The Democrat race, by contrast, has reverted to a stately “coronation”, said The Wall Street Journal. “Only the FBI probe into [Clinton’s] emails and her mishandling of classified information can derail her now.” And that’s unlikely. It’d take “a brave government employee” to “recommend a criminal charge against a major-party nominee so close to an election”.

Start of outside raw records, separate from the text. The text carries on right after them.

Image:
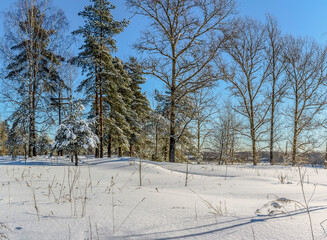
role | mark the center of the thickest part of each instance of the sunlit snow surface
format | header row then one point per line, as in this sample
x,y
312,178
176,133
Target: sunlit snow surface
x,y
102,199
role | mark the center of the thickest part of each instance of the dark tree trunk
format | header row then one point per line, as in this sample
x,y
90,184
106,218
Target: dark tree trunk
x,y
109,146
96,103
131,150
120,152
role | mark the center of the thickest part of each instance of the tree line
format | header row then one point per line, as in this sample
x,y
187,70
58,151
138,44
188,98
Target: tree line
x,y
229,81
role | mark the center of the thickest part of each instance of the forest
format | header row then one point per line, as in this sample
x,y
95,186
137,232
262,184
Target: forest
x,y
235,89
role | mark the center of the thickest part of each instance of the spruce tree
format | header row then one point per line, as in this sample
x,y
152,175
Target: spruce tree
x,y
95,57
118,110
75,134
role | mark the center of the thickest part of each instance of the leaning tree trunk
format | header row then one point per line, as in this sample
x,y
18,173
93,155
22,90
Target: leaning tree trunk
x,y
272,128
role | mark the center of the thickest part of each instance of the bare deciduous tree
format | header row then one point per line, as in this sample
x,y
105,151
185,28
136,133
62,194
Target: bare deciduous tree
x,y
184,37
30,52
226,133
277,89
306,72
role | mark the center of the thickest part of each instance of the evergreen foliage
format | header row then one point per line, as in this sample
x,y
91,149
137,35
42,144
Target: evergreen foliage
x,y
75,134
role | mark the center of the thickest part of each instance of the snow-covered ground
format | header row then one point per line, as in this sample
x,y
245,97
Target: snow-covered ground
x,y
103,199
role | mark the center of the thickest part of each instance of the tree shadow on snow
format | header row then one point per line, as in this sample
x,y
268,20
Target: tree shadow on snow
x,y
202,230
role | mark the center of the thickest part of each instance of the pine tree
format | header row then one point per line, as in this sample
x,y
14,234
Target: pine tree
x,y
117,104
75,134
98,32
18,139
139,104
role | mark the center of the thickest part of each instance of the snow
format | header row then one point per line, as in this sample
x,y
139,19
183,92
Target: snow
x,y
102,199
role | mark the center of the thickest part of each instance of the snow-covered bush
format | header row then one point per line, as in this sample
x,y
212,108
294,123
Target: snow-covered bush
x,y
75,134
44,144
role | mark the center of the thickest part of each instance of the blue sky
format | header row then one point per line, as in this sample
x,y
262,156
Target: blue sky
x,y
297,17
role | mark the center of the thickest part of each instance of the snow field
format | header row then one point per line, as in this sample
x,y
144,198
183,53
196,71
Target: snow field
x,y
102,199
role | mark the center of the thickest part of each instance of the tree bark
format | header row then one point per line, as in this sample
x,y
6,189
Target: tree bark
x,y
131,150
109,146
120,152
96,109
76,159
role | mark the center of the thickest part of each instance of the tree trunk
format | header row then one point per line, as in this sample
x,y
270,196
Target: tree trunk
x,y
294,144
96,103
101,120
254,150
109,146
120,152
172,138
156,147
131,150
199,140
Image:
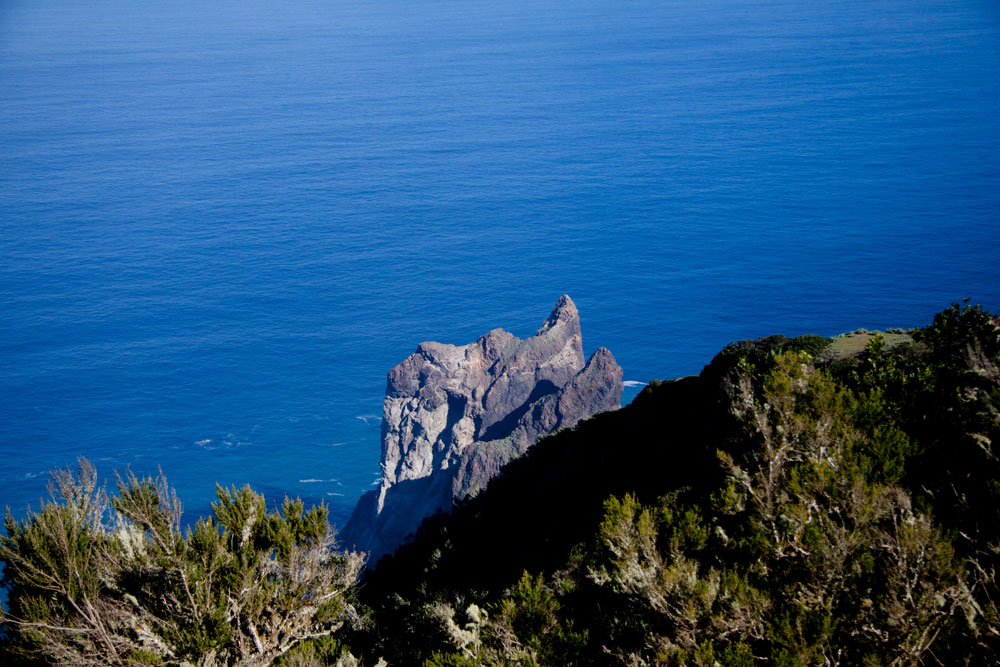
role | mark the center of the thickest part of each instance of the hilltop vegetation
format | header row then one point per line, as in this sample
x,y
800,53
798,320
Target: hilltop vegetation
x,y
788,506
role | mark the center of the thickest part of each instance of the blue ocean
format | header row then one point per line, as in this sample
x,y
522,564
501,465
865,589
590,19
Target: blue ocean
x,y
222,223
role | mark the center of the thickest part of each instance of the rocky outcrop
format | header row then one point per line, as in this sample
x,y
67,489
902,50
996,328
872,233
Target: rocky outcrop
x,y
454,415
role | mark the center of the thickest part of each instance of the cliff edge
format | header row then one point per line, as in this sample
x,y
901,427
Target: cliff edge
x,y
454,415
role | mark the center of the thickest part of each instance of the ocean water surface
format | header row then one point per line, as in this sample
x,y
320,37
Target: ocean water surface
x,y
221,223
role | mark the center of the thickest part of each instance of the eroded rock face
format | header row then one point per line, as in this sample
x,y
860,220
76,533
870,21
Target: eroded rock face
x,y
454,415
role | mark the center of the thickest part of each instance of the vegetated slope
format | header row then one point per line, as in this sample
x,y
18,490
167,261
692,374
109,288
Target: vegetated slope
x,y
775,509
787,506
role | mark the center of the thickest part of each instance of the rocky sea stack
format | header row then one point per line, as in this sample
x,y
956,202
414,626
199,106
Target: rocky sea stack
x,y
454,415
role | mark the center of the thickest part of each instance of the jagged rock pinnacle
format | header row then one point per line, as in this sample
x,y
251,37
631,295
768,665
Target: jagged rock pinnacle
x,y
454,415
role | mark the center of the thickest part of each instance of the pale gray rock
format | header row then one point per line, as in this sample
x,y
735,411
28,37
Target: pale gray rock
x,y
454,415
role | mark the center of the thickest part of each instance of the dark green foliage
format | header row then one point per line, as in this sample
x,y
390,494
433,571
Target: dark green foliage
x,y
778,509
99,581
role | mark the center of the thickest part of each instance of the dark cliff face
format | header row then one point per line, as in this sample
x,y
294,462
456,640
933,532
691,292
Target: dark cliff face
x,y
454,415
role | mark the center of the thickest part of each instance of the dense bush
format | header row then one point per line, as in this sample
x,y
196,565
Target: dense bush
x,y
98,580
781,508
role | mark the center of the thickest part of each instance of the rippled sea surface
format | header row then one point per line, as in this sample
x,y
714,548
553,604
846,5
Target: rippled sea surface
x,y
221,223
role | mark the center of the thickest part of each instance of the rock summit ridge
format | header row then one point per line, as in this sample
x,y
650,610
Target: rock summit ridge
x,y
454,415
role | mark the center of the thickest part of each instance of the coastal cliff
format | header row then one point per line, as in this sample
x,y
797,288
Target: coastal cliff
x,y
454,415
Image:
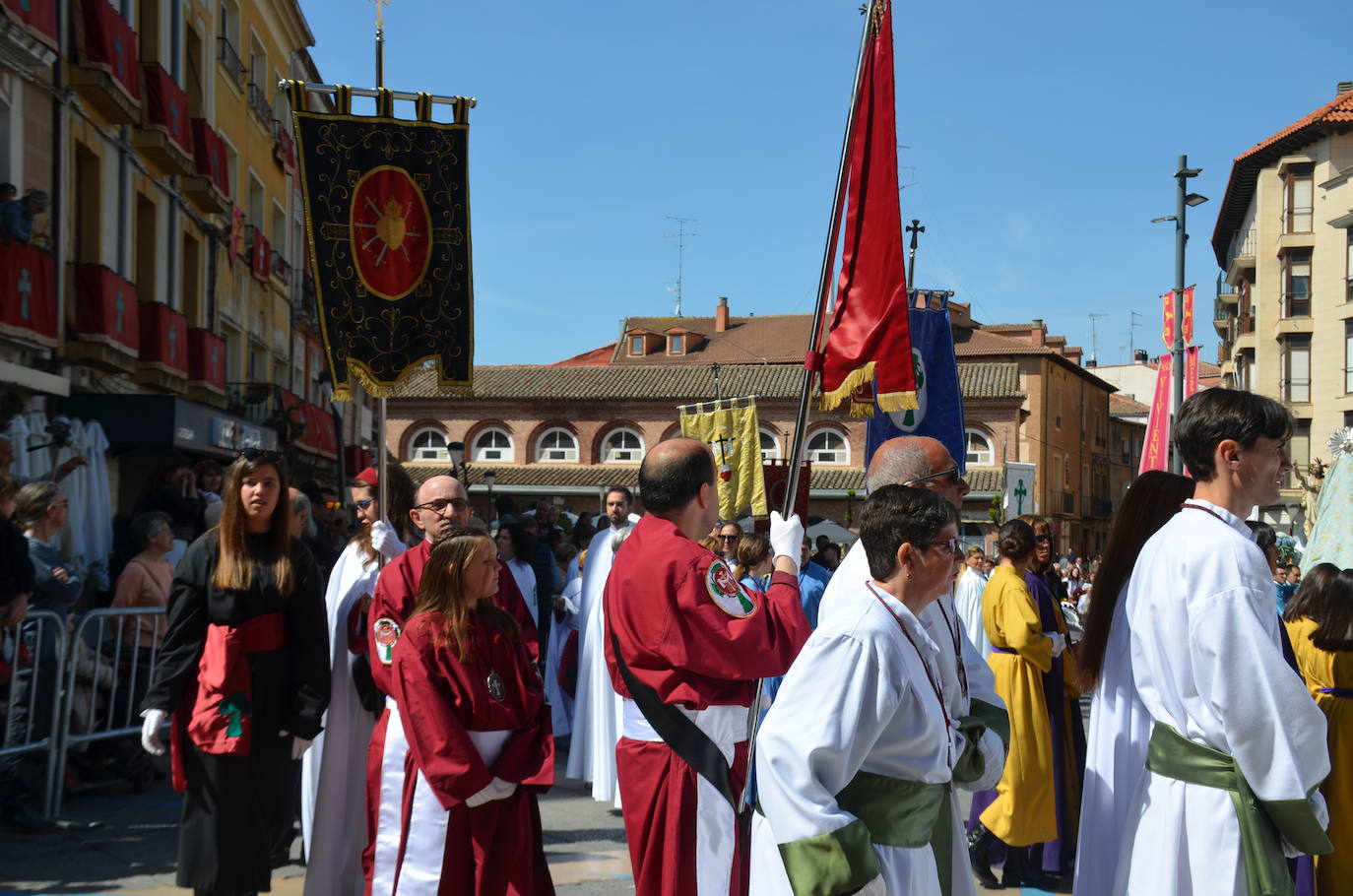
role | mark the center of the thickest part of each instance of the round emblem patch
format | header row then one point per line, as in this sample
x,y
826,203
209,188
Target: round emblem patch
x,y
391,231
727,593
387,634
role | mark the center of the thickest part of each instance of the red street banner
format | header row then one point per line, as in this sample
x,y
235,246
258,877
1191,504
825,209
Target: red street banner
x,y
1156,452
1189,315
869,344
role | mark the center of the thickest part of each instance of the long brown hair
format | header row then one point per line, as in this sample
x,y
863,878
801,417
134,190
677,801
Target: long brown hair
x,y
442,589
1326,599
234,563
1149,504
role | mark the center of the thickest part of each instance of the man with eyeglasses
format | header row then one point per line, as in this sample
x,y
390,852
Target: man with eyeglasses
x,y
966,679
441,505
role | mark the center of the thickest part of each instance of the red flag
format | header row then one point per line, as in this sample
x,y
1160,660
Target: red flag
x,y
869,343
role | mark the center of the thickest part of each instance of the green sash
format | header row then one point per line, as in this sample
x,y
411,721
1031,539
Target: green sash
x,y
1261,823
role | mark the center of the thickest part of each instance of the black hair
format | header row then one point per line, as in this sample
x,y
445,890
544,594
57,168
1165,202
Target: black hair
x,y
1016,541
900,515
670,482
1214,415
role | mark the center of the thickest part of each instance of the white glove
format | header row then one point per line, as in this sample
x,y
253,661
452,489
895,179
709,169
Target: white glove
x,y
872,888
151,725
1059,642
786,537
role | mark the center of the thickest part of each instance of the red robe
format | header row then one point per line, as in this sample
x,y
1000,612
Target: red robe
x,y
397,591
453,709
693,634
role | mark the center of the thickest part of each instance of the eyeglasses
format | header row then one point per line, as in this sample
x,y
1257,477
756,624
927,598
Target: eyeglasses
x,y
438,505
946,478
261,455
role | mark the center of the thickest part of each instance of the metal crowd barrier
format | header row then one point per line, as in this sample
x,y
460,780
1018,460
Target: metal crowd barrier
x,y
105,643
32,697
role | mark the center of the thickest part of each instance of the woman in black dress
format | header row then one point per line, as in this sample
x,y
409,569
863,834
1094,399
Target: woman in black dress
x,y
244,672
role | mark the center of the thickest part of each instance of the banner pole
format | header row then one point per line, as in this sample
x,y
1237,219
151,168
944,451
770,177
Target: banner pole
x,y
824,281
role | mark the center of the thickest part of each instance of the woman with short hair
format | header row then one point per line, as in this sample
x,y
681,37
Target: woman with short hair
x,y
244,672
856,757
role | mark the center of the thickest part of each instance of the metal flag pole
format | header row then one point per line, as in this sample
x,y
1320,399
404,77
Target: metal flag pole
x,y
824,279
824,285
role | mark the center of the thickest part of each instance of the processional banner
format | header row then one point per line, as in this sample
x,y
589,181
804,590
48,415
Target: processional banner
x,y
387,221
731,430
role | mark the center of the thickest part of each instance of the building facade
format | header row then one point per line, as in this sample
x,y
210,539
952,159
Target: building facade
x,y
1284,302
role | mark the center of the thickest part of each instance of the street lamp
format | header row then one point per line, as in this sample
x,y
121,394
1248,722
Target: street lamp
x,y
1183,203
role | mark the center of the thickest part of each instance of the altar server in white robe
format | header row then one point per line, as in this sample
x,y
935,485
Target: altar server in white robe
x,y
1234,729
597,707
333,808
856,754
1119,730
966,679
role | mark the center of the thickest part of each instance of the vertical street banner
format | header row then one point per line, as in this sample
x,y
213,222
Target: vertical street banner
x,y
1019,488
387,217
939,405
1156,452
869,342
731,430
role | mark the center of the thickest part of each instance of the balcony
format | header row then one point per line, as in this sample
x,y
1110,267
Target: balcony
x,y
105,73
163,347
210,186
107,325
230,61
260,104
165,136
28,293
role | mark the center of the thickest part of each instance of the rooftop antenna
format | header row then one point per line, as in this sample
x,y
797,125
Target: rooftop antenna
x,y
1095,336
680,250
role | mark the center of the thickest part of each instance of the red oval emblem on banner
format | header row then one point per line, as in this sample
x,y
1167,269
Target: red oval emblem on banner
x,y
391,231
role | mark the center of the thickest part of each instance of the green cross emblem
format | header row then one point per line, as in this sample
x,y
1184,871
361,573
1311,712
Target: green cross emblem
x,y
235,708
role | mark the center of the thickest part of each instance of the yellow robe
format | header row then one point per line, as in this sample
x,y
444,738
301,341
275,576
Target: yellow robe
x,y
1322,669
1024,811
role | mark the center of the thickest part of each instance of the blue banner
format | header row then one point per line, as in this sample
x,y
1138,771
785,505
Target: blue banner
x,y
940,404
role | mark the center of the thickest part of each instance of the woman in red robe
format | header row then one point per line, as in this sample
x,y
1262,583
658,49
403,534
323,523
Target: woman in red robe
x,y
478,727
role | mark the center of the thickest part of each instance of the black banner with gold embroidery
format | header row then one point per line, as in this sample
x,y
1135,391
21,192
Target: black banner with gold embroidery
x,y
387,217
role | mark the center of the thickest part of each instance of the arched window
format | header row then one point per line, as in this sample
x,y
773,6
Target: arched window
x,y
622,445
556,445
828,447
770,445
429,444
979,450
492,444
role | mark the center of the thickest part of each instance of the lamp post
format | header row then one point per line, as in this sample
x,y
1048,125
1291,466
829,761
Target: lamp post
x,y
1184,201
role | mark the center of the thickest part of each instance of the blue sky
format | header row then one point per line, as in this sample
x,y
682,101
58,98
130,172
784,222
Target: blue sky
x,y
1041,140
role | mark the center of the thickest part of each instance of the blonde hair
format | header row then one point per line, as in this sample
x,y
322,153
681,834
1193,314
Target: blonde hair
x,y
234,563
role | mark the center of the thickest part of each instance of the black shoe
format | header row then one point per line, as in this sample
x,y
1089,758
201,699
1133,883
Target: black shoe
x,y
979,856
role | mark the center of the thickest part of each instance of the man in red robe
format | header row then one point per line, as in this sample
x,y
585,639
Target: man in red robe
x,y
442,505
683,631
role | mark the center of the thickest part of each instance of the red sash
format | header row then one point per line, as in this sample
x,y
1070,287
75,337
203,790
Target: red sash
x,y
218,718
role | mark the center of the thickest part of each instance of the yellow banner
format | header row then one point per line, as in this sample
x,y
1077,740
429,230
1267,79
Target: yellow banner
x,y
730,429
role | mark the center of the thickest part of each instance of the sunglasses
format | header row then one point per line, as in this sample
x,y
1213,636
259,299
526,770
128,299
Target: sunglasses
x,y
947,478
438,505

“This is really happening,” said Ben Judah in The Independent. One of the contenders in
November’s presidential election looks set to be a man who wants to build a “great, beautiful wall” along the border with Mexico, and deport America’s 11 million illegal immigrants – an operation that would cost “an estimated minimum $420bn”; a man who wants to launch an economic war against China by branding it a “currency manipulator”; who openly admires Russia’s Vladimir Putin and who would give Putin carte blanche in the Middle East. Trump hasn’t hijacked the Republican Party, said Robert Kagan in The Washington Post. He is “its creation, its Frankenstein’s monster”. For years the party has been fuelling these nativist prejudices for its own political benefit. Now, in “a bit of cosmic justice fit for a Greek tragedy”, it is being destroyed by the forces it unleashed, and its creation “will soon be let loose on the land”.
It’s “almost certainly too late to stop Mr Trump’s hostile takeover of the Republican Party”,
said Edward Luce in the FT, but could he go on to win the presidency? On paper, that looks
implausible: his polarising policies should ensure he loses in “a landslide” to Clinton. But the
experts have been proved wrong many times in this strange election (just three months ago, Nate Silver, the guru of election forecasts, was still putting Trump’s chances of winning the Republican nomination at just 2%). Besides, Trump does have some things going for him. He is well placed, for instance, to take on Wall Street, something America is “itching to do”. When Clinton was making $225,000 speeches to Goldman Sachs, Trump was imposing haircuts on his creditors. He may be a “con artist”, as Rubio claims, but Trump “knows how to make a deal”. Clinton will need to play her cards well, said Frank Bruni in The New York Times. Her advisers are preparing a ruthless line of attacks against Trump – a strategy that has been characterised as less “hope and change” than “hate and castrate”. But such negative tactics could rebound on her. While Clinton is certainly tough enough to fight an “ugly contest”, has she “honed the character and nimbleness to prevail in a more inspiring, unifying way”?
The next key date in the primary season is 15 March, reports CNBC.com. Rubio’s home state of Florida is staging a winner-takes-all primary on that day, with 99 delegates at stake (in this week’s contests, delegates were allocated in proportion to each candidates’ share of the vote). If Rubio can’t beat Trump there (and he’s currently trailing), the race will effectively be over. In the event that neither Trump nor any of his GOP rivals secures a requisite majority of the total 2,472 delegates before July, the Republicans would hold a brokered convention, at which delegates would be free to reassign their support to other candidates.